MIPS is essentially a processor, like ARM, x86, PowerPC, 68K, pdp-11 and many many others.
We know that intel pushed or helped push the idea of CISC and eventually had to resort to basically microcode using something else like a RISC or vliw.
MIPS, on the other hand pushed or helped push the idea of RISC. The founders wrote basically a text book. The push the ideas of pipelining, caching, etc. things that everything made since or re-architected since tends to use, even microcontrollers. It is as good as any architecture to learn for educational purposes, the patents are such that you can make a usable processor from scratch, and avoid the patents (can with ARM as well but there isnt a line of textbooks that go with that). Look at opencores.org for example. Electrical and computer engineering students can learn the logic design side of computers using this architecture, or others but this tends to be a useful one. computer engineering and computer science students can learn assembly language to understand, at least a little bit better, what is going on behind their languages. Assembly language is a language itself although there are hundreds or thousands of them that use that same name: Assembly language, but are completely incompatible. Once you learn one though, usually that makes the others just a matter of syntax, likewise it helps make higher level programming languages just a matter of syntax.
MIPS could be what we use instead of ARM. For every non-arm based thing you have you have perhaps at least one ARM based thing, even the x86 you are possibly reading this on, has one or some ARM cores in it. You would have to ask their marketing and sales why they didnt win. Likewise it was the 68K which was a chip not a core, that dominated before ARM took that over (for every x86 you had then you likely had one or two 68K based things).
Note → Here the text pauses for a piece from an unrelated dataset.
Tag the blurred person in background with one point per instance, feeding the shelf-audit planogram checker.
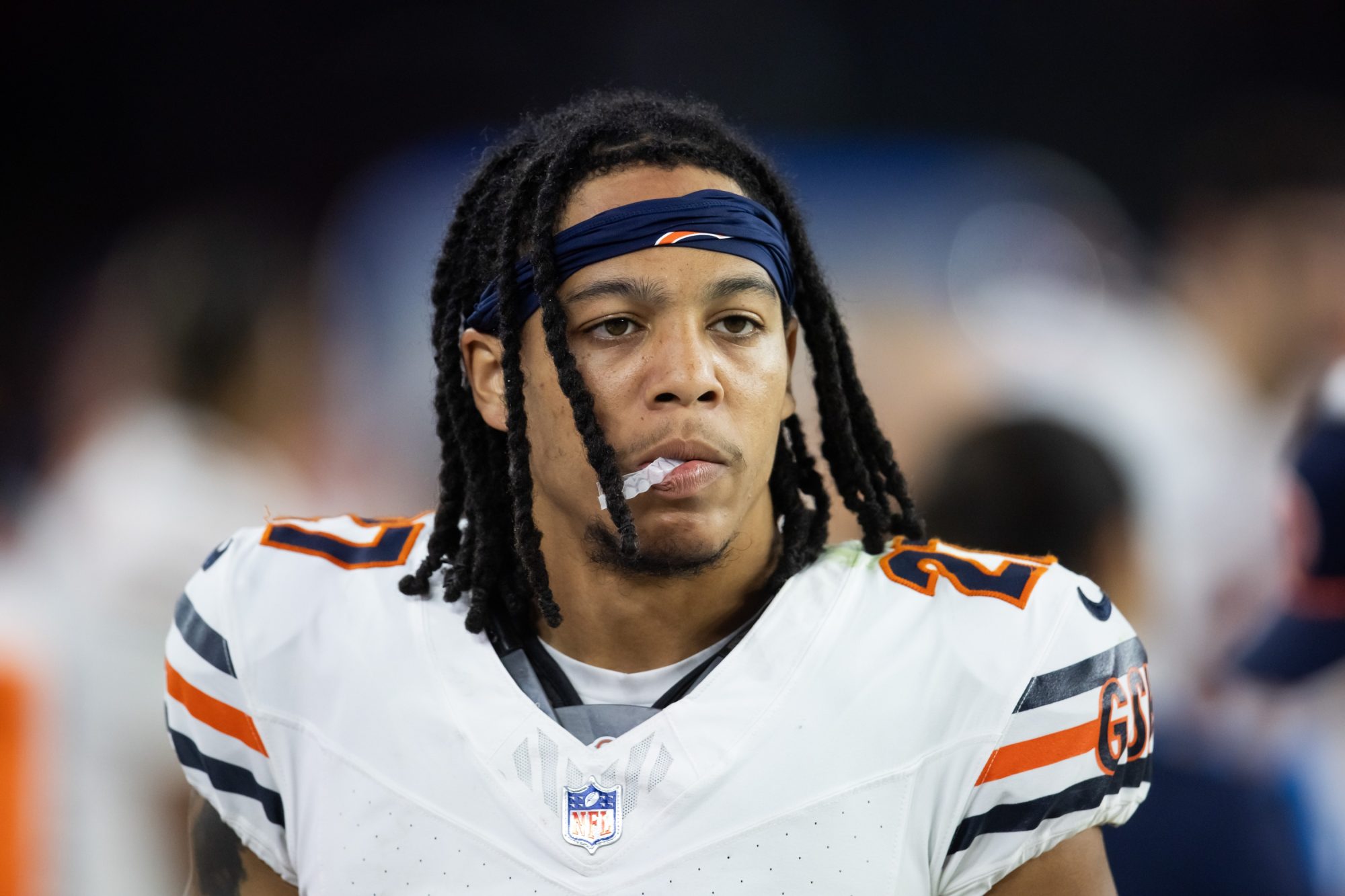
(1042, 487)
(1195, 386)
(180, 405)
(1300, 651)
Absolutely a compiler can certainly do the assembly step itself and output machine code instead of assembly language code. but think of it from a perspective of testing, debugging, maintenance. Any new processor starts off with an assembler first, then maybe a linker at the same time, then later a compiler, but you always have an assembler and that assembler is used initially to develop the core. There is always an assembler available. it is much easier for a human writing a compiler to "see" assembly language output than machine code, they would need a disassembler just to debug their program. Now the trend in JIT compilers doesnt require necessarily but it greatly helps to go straight from intermediate code to machine code without calling another program or two. So we see a little of that. Likewise it makes sense to compile to objects and link the objects together rather than do all of it in one shot. So while possible and folks have done it, the overwhelming trend is to have a compiler that compiles to assembly language, assembler that assembles the assembly language into machine code objects then a linker that links those together into a final binary. This is how the major toolchains work.
JAVA is not only a high level language but it has its own platform independent machine language. the compiler compiles the high level into this machine language. Then you have to have a jvm written in some other language, that the java runs on. Or some other way to run that java. Some compilers have been made to go to assembly language, or to convert the java into some other machine code. But the normal way of using java is to have this compile step then a runtime step.
Python, pascal and others can and have had a platform independent machine code, that then requires an interpreter to execute.
MIPS and ARM make IP, logic that a chip vendor someone who makes chips (or has them made since most are fabless) buys this ip and integrates it into their chip product. the PowerPC, intel x86, motorola 68K and many others are traditionally the same folks that own or make the processor core ip also make the chips and they dont sell the ip for those cores generally to other chip vendors. Everyone defends their IP in court, making it such that it is very difficult to make clones or even make a new instruction set that doesnt use patented ideas from someone else.
Why learn this in school? Perhaps to find out just how things work and how inefficient high level languages can be or how important optimizers and other technology are, many other reasons.